How Did an Episode of ‘The Sopranos’ Change TV Forever?

I was not able to watch The Sopranos when it was on the air, so I can’t fathom what it was like being introduced to Tony and his family at the time. But I can tell you what it was like when I was streaming the show for the first time years later.

You knew who Tony was—as one of the made men, the heads of a crime family—but you didn’t know him as a merciless killer.

Well, season one, episode five changed all of that. It ushered in the era of the antihero on television and paved the way for audiences accepting rooting for the bad guy. It is David Chase’s favorite episode of the series and one that lots of people love to talk about.

As I mentioned in the opening, this was the first time we saw an antihero on television. This wasn’t just some character shooting someone else. This was a guy sneaking up on someone and graphically choking him to death.

At the time, HBO was disenchanted it would alienate audiences. The network was so worried that showing Tony for whom he really was this early on would make people cringe, and turn audiences against the series.

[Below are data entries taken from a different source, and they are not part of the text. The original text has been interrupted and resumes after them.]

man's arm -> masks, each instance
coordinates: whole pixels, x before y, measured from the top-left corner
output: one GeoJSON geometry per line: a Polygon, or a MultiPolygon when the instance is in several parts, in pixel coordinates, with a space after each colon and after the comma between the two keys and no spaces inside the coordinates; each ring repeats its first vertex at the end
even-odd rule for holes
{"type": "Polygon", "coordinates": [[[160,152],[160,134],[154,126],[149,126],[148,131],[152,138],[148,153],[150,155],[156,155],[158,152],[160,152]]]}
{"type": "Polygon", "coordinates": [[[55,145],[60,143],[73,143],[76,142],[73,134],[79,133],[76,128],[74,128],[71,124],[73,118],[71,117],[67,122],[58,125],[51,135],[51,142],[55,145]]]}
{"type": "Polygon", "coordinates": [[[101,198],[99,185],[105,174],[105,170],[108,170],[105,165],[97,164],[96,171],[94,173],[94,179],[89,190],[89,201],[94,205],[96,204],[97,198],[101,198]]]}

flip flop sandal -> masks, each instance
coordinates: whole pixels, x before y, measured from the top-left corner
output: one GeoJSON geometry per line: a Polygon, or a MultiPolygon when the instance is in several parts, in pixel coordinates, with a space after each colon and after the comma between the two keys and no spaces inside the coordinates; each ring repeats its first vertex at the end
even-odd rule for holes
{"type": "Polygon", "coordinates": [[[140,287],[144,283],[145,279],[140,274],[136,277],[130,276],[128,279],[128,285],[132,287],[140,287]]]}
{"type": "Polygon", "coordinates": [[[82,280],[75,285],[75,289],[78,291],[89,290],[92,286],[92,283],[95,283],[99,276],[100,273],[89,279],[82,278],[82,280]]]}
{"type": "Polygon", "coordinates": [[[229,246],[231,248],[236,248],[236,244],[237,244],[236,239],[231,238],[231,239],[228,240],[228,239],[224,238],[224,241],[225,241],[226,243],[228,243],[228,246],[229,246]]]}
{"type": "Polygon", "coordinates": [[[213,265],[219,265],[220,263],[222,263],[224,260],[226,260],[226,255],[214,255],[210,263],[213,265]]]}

Second, the show’s B-story featured Tony’s wife, Carmela, trying to seduce her priest, the only person in her world that puts in the effort to love and understand her.

These were world turns that Chase and the writers didn’t compromise on, though they did show that Tony’s snitch was dealing drugs, making his death more palatable.

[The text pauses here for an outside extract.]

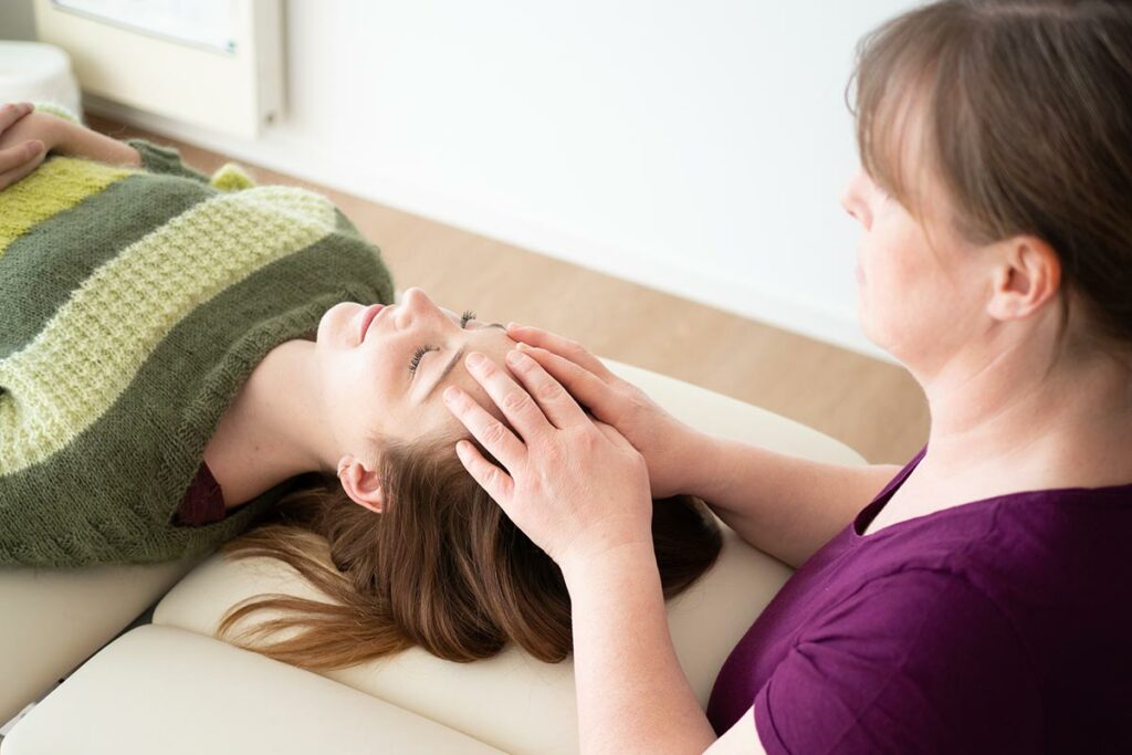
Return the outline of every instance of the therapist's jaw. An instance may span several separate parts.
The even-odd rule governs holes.
[[[979,244],[963,237],[924,158],[918,118],[906,113],[901,128],[900,158],[882,162],[901,171],[901,198],[891,188],[895,181],[861,169],[840,201],[861,230],[857,308],[865,335],[914,372],[932,375],[1001,335],[992,299],[1001,299],[995,288],[1011,248],[1006,240]]]
[[[335,304],[323,315],[315,340],[325,418],[340,449],[340,471],[354,463],[377,469],[381,440],[448,438],[454,445],[470,437],[444,403],[444,389],[451,385],[503,419],[464,366],[472,351],[503,366],[515,342],[501,327],[468,317],[470,312],[440,308],[420,289],[409,289],[400,303],[377,314],[363,338],[367,309],[355,302]]]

Aside from those turns, the episode was hyperfocused on Tony and Carmela and their relationship with their kids. Away at college, Tony and Meadow enjoy a weekend of trust, where she asks him if he’s in the mafia. While not explicitly answering “Yes,” he does admit to making money illicit.Carmela and AJ are very different, with the son abandoning the mother and staying over at a friend’s house for the evening.

It’s also rich in symbolism, with Tony watching the ducks fly after committing the murder. The same thing that gave him a panic attack in the pilot now brings him some peace.

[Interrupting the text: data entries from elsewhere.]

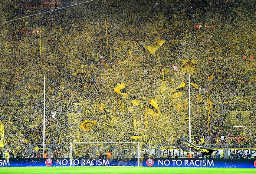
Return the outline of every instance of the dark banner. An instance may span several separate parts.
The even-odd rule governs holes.
[[[70,166],[138,166],[138,159],[131,158],[10,158],[12,167]],[[144,167],[200,167],[202,158],[144,158]],[[0,158],[0,167],[5,166],[5,160]],[[206,167],[205,164],[204,167]],[[210,159],[208,167],[255,168],[256,160]]]
[[[138,159],[131,158],[10,158],[12,167],[33,166],[138,166]],[[5,166],[5,160],[0,158],[0,167]]]
[[[144,158],[144,167],[201,167],[203,163],[203,158]],[[204,167],[206,167],[205,164]],[[209,159],[208,167],[235,168],[256,168],[256,160],[253,159]]]

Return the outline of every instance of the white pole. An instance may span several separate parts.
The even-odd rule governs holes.
[[[72,165],[72,163],[71,161],[72,161],[72,143],[70,143],[70,167]]]
[[[43,76],[44,90],[43,90],[43,157],[45,157],[45,76]]]
[[[191,119],[190,118],[190,73],[188,73],[188,113],[189,115],[189,143],[191,143]],[[189,157],[191,158],[191,148],[189,148]]]
[[[149,146],[149,157],[150,157],[150,141],[149,142],[148,146]]]
[[[138,167],[140,167],[140,142],[139,142],[139,143],[138,144]]]

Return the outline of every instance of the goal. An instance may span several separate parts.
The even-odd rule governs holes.
[[[70,166],[138,166],[140,143],[70,143]]]

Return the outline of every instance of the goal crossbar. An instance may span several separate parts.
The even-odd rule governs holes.
[[[140,167],[140,142],[72,142],[70,143],[70,161],[72,161],[72,145],[75,144],[95,144],[96,145],[100,145],[104,144],[112,144],[112,145],[116,144],[138,144],[138,166]],[[70,163],[70,166],[72,165],[72,163]]]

But all is not well. Tony lies to Meadow when she questions the mud on his loafers and cut on his hand. We go from their trust and acceptance to a broken relationship again. One that will only worsen over the series.

Finally, Tony takes Meadow to her final college and sits and reads this Nathanial Hawthorne quote from The Scarlet Letter on the wall: “No man for any considerable period can wear one face to himself, and another to the multitude, without finally getting bewildered as to which may be the truth.”

This is the worry Tony has within his life. It’s the idea that he wears many faces, but his true one is that of a mafioso and not of a father.